The Lamp of Monasticism and Father of the Monks
The Twenty-Second Day of the Blessed Month of Tubah
In the year 355 AD, departed the star of the desert, the father of all monks, the great saint Ava Antonios.
This righteous man was born in the year 250 AD in the city of Keman from Christian parents who raised him in the fear of God. When he was 29 years old, his parents departed, so he had to take care of his sister.
One day he went to the church according to his custom, and he heard the saying of our Lord, "If thou will be perfect, go and sell that thou hast, and give to the poor, and thou shall have a treasure in Heaven, and come and follow Me." (Matt. 19:21) He went home and he considered that this saying was directed to him personally, so he decided to fulfill it. He sold all the good land his father had possessed and he gave the money to the poor and needy. Also, he entrusted his sister to a community of virgins.
The monastic life had not appeared in those days, and if any man desired solitary life, he would go a little way outside the city and dwell by himself, and that is what St. Antonios did. He devoted himself to solitary life and asceticism.
The devil fought with boredom, laziness and imagination of women, but he overcame all these things by the help of the Lord Christ. After that he went to a tomb and he dwelt therein and closed his door on himself and his friends used to visit him and bring him food. When the devils saw his asceticism and his intense worshipping, they were jealous of him and they attacked him and beat him severely and left him unconscious.
When his friends came to visit him, they found him lying on the ground like a dead man. They carried him to the church. When he woke up, he insisted to be taken back to the tomb. The devils came back to attack him in different forms, like the form of the wild beasts, lions, wolves, serpents, and scorpions; and each one of them would rear itself up against him to terrify him. But St. Antonios would laugh at them saying, "If you have dominion over me, one of you would be enough to fight me." Straight away, they would disappear before him like smoke. God gave him victory over the devils, and he used the sing the 68th psalm saying, "Let God arise, let His enemies be scattered; let them also that hate Him, flee before Him.
"Twice a year he made enough bread for his food. He allowed no one to come into his cell, but the people stood outside to listen to his words. He continued to devote himself to the ascetic life and the spiritual struggle for a period of twenty years. God commanded him to go to Fayyum to visit and confirm the monks there and then he returned back to his monastery.
During the days of persecution, he wished to become a martyr. He left his monastery and departed to the city of Alexandria. He visited the believers who were in prison for the Name of Christ, and he comforted them. When the governor saw that St. Antonios was not afraid of him, he commanded the saint to stay away from the city. However, those threats did not prevent St. Antonios from facing the governor and speaking to him so that he might torture him and become a martyr. But God preserved him for the benefit of many.

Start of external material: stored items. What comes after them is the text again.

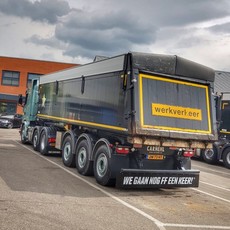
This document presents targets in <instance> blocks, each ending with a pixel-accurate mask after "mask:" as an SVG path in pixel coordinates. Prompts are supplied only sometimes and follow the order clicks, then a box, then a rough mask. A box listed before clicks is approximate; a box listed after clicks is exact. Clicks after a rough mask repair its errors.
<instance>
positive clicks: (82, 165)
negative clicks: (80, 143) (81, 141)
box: [77, 147, 87, 168]
mask: <svg viewBox="0 0 230 230" xmlns="http://www.w3.org/2000/svg"><path fill="white" fill-rule="evenodd" d="M86 158H87V153H86V149H85V148H84V147H81V149H80V151H79V154H78V159H77V160H78V165H79V167H80V168H83V167H84V166H85V164H86Z"/></svg>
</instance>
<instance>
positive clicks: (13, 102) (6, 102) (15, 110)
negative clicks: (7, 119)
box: [0, 101, 17, 116]
mask: <svg viewBox="0 0 230 230" xmlns="http://www.w3.org/2000/svg"><path fill="white" fill-rule="evenodd" d="M16 110H17V103H16V102H15V103H14V102H7V101H0V116H1V115H6V114H15V113H16Z"/></svg>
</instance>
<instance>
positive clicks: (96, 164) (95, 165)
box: [93, 145, 115, 186]
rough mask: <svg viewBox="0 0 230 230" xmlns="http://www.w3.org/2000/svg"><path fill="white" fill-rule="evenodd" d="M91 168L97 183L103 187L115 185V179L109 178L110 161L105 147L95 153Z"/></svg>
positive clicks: (98, 149) (106, 148)
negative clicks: (102, 185) (92, 165)
mask: <svg viewBox="0 0 230 230" xmlns="http://www.w3.org/2000/svg"><path fill="white" fill-rule="evenodd" d="M93 166H94V167H93V169H94V177H95V178H96V181H97V183H99V184H101V185H104V186H113V185H114V184H115V179H114V178H111V175H112V168H111V159H110V158H109V150H108V148H107V146H106V145H102V146H100V147H99V148H98V150H97V151H96V153H95V160H94V165H93Z"/></svg>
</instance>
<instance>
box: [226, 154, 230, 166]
mask: <svg viewBox="0 0 230 230" xmlns="http://www.w3.org/2000/svg"><path fill="white" fill-rule="evenodd" d="M226 161H227V163H228V164H229V165H230V152H228V154H227V156H226Z"/></svg>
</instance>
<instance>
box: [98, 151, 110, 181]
mask: <svg viewBox="0 0 230 230" xmlns="http://www.w3.org/2000/svg"><path fill="white" fill-rule="evenodd" d="M107 168H108V160H107V157H106V155H105V154H104V153H101V154H100V155H99V157H98V159H97V164H96V169H97V174H98V176H100V177H103V176H104V175H105V174H106V171H107Z"/></svg>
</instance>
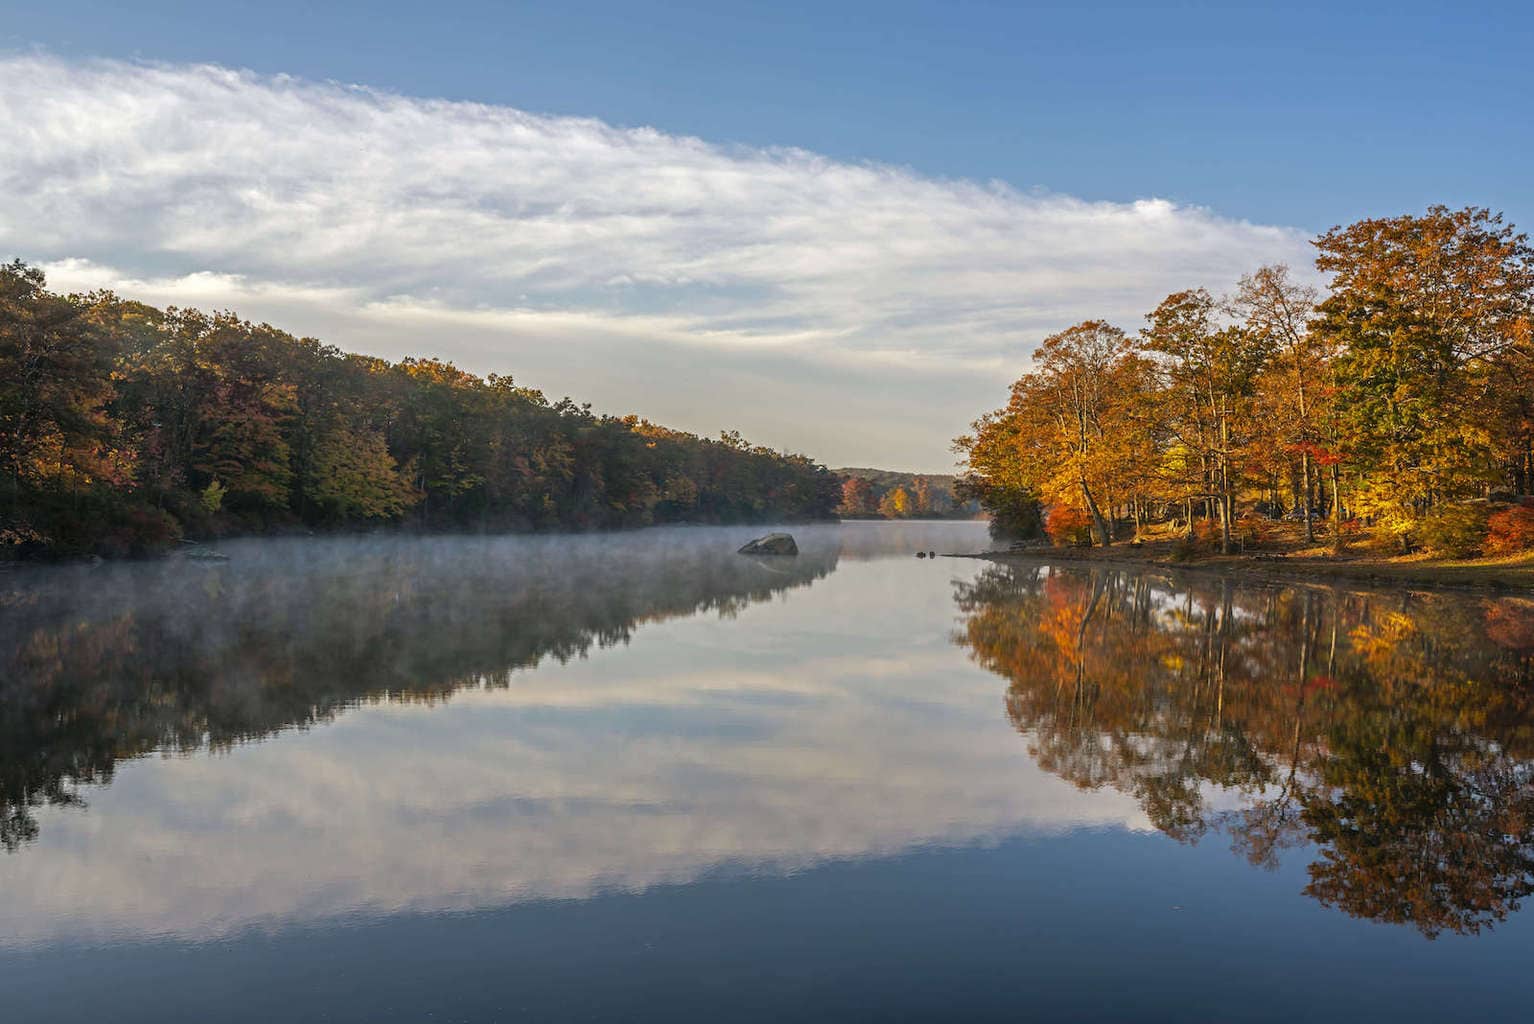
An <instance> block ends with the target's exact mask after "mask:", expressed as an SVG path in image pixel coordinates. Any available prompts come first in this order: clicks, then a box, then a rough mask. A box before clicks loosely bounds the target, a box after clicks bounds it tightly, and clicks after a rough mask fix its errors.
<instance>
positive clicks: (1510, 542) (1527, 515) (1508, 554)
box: [1486, 504, 1534, 555]
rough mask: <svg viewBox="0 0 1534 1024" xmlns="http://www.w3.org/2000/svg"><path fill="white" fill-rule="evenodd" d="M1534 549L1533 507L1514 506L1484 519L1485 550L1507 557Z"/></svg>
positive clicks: (1525, 505)
mask: <svg viewBox="0 0 1534 1024" xmlns="http://www.w3.org/2000/svg"><path fill="white" fill-rule="evenodd" d="M1529 549H1534V506H1529V504H1516V506H1513V507H1511V509H1503V510H1500V512H1493V514H1491V517H1488V518H1486V550H1488V552H1490V553H1493V555H1509V553H1513V552H1523V550H1529Z"/></svg>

According to the will of God, he returned to his monastery and many people came to listen to his teachings. That kept him away from his worshipping. He started a journey into the Eastern Desert, with some Arabs, for three days, until they came to a high mountain where there was a spring of water and palm tress. He chose this location to dwell in. This is the present location of St. Antonios Monastery near the Red Sea. The Arabs nearby used to bring him food. At this location, there were many wild beasts, but God drove them away for his sake.
He used to go to the outer monastery from time to time and visit the brethren there and comfort them. Then he would return to the inner monastery in the desert.

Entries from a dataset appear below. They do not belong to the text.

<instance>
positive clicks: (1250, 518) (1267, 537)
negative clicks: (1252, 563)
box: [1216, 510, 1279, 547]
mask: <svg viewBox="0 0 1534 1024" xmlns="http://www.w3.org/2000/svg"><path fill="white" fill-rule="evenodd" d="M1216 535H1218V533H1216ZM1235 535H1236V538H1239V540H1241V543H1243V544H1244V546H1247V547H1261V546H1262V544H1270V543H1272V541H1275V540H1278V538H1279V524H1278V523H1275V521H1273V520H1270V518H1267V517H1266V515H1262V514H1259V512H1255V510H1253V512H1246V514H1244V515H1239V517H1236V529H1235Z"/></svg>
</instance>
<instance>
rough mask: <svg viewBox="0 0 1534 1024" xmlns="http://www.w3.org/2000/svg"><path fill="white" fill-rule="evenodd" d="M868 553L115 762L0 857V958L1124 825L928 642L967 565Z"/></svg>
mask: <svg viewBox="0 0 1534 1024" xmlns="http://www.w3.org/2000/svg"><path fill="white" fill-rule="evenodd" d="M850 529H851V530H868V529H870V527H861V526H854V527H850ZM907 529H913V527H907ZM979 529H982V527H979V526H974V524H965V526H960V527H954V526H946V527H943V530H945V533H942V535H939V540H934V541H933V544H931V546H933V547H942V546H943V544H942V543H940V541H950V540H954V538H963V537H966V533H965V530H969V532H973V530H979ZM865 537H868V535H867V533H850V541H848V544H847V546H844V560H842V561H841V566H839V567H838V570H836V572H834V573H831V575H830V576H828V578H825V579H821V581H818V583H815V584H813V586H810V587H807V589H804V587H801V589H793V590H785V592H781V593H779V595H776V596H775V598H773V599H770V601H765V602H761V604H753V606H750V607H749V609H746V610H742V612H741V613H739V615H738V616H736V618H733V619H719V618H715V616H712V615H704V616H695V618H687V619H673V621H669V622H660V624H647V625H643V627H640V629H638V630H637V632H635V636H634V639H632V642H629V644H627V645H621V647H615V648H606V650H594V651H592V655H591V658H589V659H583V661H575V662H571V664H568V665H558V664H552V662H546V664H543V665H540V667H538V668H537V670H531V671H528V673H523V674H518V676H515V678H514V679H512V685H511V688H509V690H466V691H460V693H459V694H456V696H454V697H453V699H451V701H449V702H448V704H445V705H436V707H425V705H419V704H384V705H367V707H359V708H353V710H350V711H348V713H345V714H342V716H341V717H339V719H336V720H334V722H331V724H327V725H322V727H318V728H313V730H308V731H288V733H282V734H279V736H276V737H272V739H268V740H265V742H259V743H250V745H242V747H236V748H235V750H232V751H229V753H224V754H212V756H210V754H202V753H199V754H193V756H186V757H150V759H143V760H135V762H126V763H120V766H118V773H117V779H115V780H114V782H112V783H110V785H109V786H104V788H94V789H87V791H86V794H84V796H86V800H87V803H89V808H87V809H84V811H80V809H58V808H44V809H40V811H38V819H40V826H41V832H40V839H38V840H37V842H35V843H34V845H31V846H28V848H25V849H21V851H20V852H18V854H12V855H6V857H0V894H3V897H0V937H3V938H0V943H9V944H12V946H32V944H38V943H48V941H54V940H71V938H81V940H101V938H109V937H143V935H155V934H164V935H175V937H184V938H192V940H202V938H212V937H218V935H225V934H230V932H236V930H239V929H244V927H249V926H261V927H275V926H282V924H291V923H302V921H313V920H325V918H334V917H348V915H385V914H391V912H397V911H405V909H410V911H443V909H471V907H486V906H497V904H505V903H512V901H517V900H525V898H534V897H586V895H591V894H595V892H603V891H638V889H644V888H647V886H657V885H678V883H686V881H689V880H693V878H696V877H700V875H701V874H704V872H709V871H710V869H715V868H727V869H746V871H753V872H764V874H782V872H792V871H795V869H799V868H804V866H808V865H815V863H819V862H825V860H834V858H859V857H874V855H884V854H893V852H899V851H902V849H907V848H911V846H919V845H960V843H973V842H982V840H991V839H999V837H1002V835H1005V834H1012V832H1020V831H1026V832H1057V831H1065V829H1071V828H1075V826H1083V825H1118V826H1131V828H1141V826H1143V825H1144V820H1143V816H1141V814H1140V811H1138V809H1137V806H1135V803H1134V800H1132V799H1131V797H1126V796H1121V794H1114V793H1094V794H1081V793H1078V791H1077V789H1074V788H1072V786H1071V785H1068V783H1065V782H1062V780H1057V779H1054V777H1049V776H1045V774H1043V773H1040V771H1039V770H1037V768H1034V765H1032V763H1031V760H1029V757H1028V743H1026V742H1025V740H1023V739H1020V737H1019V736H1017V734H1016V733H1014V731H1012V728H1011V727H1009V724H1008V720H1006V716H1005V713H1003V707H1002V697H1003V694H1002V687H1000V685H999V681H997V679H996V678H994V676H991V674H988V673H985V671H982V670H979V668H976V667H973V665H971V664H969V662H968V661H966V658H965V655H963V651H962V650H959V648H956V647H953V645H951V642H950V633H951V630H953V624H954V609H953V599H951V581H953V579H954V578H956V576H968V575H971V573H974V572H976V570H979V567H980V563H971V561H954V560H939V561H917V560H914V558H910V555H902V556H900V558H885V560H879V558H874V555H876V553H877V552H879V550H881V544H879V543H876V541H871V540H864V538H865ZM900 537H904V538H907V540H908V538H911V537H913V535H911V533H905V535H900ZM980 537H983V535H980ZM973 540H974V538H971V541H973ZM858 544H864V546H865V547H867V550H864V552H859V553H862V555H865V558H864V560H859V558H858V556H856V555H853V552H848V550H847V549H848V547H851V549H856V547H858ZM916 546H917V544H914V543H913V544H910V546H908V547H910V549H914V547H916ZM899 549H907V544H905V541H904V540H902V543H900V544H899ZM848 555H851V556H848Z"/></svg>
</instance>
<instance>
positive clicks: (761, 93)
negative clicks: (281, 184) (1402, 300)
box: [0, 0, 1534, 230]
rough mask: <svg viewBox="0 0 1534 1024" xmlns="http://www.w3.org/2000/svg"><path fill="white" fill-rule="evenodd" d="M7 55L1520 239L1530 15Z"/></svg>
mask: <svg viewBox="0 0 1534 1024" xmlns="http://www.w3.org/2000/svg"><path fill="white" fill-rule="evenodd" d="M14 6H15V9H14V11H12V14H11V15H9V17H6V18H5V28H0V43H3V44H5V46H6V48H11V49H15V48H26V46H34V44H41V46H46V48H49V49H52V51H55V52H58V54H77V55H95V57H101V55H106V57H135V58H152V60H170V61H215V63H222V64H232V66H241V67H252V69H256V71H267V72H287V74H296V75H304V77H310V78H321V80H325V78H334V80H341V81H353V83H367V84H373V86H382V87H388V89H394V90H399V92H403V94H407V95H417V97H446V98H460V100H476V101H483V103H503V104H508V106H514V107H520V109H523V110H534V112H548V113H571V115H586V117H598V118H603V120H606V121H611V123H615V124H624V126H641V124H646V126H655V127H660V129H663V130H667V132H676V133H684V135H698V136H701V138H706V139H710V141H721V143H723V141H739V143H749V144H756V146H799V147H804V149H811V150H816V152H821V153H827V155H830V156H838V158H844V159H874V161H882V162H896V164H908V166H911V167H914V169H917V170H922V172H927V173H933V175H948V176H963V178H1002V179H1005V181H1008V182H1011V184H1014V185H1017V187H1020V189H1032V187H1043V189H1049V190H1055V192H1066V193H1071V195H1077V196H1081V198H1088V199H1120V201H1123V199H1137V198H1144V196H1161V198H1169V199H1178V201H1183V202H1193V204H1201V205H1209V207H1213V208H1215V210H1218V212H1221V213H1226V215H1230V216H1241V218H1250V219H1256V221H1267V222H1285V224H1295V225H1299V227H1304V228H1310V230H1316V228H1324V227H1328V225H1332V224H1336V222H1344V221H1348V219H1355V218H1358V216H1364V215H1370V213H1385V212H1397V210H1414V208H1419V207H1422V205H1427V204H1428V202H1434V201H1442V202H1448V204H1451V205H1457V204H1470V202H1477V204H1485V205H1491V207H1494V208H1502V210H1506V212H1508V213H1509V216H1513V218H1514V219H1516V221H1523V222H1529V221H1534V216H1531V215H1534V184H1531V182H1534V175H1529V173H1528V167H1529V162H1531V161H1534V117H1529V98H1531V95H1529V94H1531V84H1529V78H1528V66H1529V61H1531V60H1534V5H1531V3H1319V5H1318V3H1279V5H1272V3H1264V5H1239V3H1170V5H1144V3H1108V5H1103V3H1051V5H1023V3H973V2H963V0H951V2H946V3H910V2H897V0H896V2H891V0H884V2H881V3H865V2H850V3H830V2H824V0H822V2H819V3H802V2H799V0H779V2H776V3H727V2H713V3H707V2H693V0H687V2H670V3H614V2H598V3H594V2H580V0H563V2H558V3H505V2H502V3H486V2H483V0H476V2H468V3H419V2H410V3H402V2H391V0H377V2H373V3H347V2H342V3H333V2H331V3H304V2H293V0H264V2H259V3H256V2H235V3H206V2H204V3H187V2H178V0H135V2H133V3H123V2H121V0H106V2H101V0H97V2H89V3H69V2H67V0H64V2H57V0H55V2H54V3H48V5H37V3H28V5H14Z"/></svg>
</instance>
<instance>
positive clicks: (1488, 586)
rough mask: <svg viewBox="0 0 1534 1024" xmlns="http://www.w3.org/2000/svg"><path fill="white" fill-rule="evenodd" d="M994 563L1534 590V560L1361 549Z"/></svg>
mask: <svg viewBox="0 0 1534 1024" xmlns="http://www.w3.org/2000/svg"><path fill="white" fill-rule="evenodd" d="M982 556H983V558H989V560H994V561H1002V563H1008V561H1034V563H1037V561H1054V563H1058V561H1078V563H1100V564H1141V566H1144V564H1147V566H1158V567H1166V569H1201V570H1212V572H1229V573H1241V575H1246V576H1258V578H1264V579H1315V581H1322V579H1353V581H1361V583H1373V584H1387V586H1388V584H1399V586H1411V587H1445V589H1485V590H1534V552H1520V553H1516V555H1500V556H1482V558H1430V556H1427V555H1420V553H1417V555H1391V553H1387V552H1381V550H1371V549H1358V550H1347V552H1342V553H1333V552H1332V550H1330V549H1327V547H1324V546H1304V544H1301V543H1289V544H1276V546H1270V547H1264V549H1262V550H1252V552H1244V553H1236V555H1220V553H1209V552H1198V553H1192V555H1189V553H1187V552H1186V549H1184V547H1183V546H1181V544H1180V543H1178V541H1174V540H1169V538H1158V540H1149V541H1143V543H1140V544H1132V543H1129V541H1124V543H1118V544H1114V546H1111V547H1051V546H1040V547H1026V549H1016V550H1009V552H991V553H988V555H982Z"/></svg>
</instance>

Constantine, the righteous emperor, heard the report of St. Antonios so he wrote him a letter praising him and asking him to remember him in his prayers. The brethren rejoiced at the emperor’s letter, but St. Antonios told them, "The letter of the King of Kings is read to us every day, but we neither submit to its commands nor hearken to hear it." They answered him saying that the emperor is a lover of the church and it is meet for him to comfort the emperor. He wrote him a letter to bless him and praying for the peace of his kingdom and the church.
One day he was taken by boredom. He heard a voice telling him to get out and look. He went out and he saw an angel who wore the garb of the monastic life and had a cover on his head (kalansowa), weaving palm leaves then rising to pray, then after some time sitting down again to work. The voice told him, "Antonios, do this and you will have comfort." St. Antonios used the same uniform since then, and as the angel told him, he was never bored again.
When St. Macarius visited him, he confirmed him and dressed him with the monastic garb and told him what would happen to him.
When the days of St. Paul the first anchorite was near, St. Antonios visited him and it was he who buried him in the garment given to him by St. Athanasius the Apostolic and twentieth Pope.
When he felt that his departure was near, he ordered his disciples to hide his body, to give his staff to St. Macarius, his sheepskin overcoat to St. Athanasius, and his slippers to St. Serapion his disciple. Then he laid down on the floor and delivered his soul into the hand of God, and all the angels took his soul up to the everlasting rest in Heaven.
He lived for one hundred and five years, striving for holiness and purity.
May his prayers be with us, and glory be to God forever, Amen.